Port of Dalian Group is sketching a new roadmap to cut through competition with a massive fundraising plan in the Hong Kong stock market, as China’s slowing trade momentum clouds the prospects for coastal ports, mostly controlled by local governments.
Dalian Port, the largest in northeast China and 10th largest in the world, realises its future can no longer depend solely on cargo volumes, and that providing value-added logistics and supply chain services is the formula for future sustainability in the absence of roaring trade.
“Gone are the days of quantity growth for Chinese ports. We need to look beyond the volumes,” said Dalian Port president Xu Song, who was in Hong Kong last week to tout the firm’s new strategies to prospective investors.

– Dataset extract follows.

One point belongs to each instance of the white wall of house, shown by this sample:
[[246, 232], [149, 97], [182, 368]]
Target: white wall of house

Dual-listed in Hong Kong and Shanghai, Dalian Port last month announced a plan to issue up to 1.48 billion H shares via a private placement – the largest fund-raising in the company’s history. The new shares represent 139 per cent of its existing H shares and 33 per cent of total shares listed.
Pricing is yet to be determined, but will not be lower than a 20 per cent discount to the average of the five trading days before the placement and the company’s year-end net asset value of HK$3.875 per share.
Most proceeds would be used to invest in “the integration of domestic and foreign ports”, as well as its oil, automotive and cold chain logistics services, the company said in an announcement to the exchange. The fund-raising was not only aimed at filling Dalian Port’s war chest, deputy general accountant Jia Wenjun said.
“We hope to attract long-term investors with whom we can find strategic synergy,” he said. “If we are only issuing shares to replenish capital, we’d be better off to do it in A-share market, where the premium is higher.”
When the markets closed on Friday, Dalian Port’s A-share price was three times higher than its H-share price.
North and northeast China ports that mainly handle commodity bulk cargo are under threat from a slump in iron ore and coal imports and intensive competition from neighbouring ports, Moody’s Investors Service said in a recent report.
Dalian Port, which derives 24 per cent of its revenue from handling crude and refined petroleum, says the key lies in regional consolidation.
“We are also raising the funds in preparation for potential consolidation opportunities,” Jia said. “We welcome consolidation in China’s coastal ports and would support any plans the government may have.”
Mergers among state-owned enterprises are a growing trend, heralded by the recent tie-up between train makers CNR and CSR. Other than Dalian, there are two other listed-ports in northeast China; Jinzhou and Yingkou. Dalian is the controlling shareholder in Shanghai-listed Jinzhou, with a 19 per cent stake.